Also you two just seem to have miss what marriage is from a biblical point. Two become one. ONE. So you are on the same team so why are you acting like enemy? Can't one of you put yourself aside and try to strenghtn the marriage by not looking on your need but on the need of each other? 

I guess what I'm saying is you seem like you know what a marriage should be and you missing it! It some single women at my church who would give anything to have a chance at a godly marriage again. Don't throw it away! Be willing to work on your marriage! Treat your honey with kindness but also show him that yes indeed you can touch him enough the way he want to be touch. I bet you will see him rather be with you than some video game.

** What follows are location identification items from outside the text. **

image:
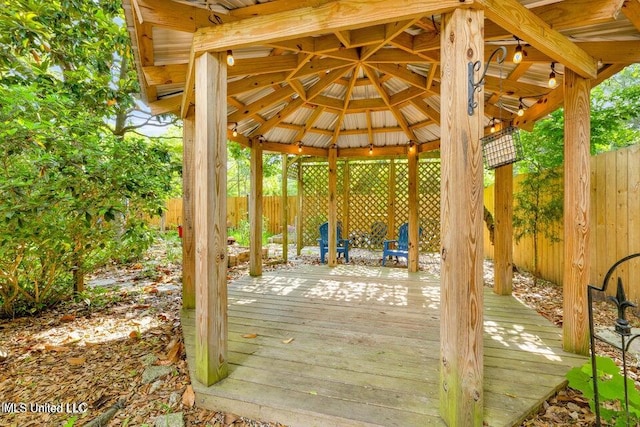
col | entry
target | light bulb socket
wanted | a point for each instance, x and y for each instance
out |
(518, 54)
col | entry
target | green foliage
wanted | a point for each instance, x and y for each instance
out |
(242, 232)
(73, 190)
(610, 391)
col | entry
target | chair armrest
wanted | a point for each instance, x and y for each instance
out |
(388, 243)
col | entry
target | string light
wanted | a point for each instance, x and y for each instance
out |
(520, 108)
(518, 54)
(552, 76)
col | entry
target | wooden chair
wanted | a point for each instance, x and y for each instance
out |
(399, 247)
(323, 242)
(378, 233)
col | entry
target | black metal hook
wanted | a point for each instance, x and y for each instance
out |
(474, 67)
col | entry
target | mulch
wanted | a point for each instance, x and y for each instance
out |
(95, 357)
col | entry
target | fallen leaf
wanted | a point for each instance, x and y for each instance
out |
(56, 348)
(230, 419)
(189, 397)
(173, 355)
(76, 361)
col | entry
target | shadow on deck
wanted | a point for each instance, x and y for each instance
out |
(359, 346)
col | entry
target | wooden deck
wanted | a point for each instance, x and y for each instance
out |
(365, 350)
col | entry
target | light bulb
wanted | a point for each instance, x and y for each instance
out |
(518, 54)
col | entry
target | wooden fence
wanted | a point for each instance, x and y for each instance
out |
(615, 223)
(237, 211)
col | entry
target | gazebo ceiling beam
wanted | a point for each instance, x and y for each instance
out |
(631, 9)
(553, 100)
(335, 16)
(526, 25)
(565, 15)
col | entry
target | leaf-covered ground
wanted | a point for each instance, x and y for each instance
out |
(117, 354)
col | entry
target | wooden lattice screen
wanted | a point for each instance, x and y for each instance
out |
(373, 201)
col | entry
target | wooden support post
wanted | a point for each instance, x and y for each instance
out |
(503, 249)
(461, 298)
(345, 200)
(188, 243)
(333, 207)
(285, 208)
(577, 178)
(210, 217)
(414, 225)
(255, 210)
(391, 209)
(300, 222)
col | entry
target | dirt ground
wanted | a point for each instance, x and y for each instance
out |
(116, 356)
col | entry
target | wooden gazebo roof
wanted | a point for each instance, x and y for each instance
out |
(374, 76)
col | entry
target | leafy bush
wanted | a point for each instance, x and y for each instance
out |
(610, 391)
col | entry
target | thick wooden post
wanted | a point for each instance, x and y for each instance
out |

Oh my the way you can use your womanly wiles to get that man away from those games. You haven't forgot how to do that, have you?


----------



## Mavash. (Jan 26, 2012)

There sure are a lot of issues for only being married 3 months. Is he willing to give up as much as you did for the marriage?


----------



## PBear (Nov 16, 2010)

How long did you date before you got married? How well did you really know him?

C
_Posted via Mobile Device_


----------



## PBear (Nov 16, 2010)

And is counseling through your church or elsewhere an option?

C
_Posted via Mobile Device_


----------



## A Bit Much (Sep 14, 2011)

I'm wondering what dating him was like... if he's on the web and gaming that much I think it would have been difficult to hide.


----------



## anja (Mar 12, 2013)

Did God bring him your way?


----------



## PM1 (Aug 9, 2011)

Wow, sounds like major communication breakdown both direct and indirect. Seems to me you had some agreements and they should be lived up to (house, etc.) if they are important to you and you would hold resentment if they fell through. You both are acting a bit middle-school-ish to me with the silence and one-upping each other. 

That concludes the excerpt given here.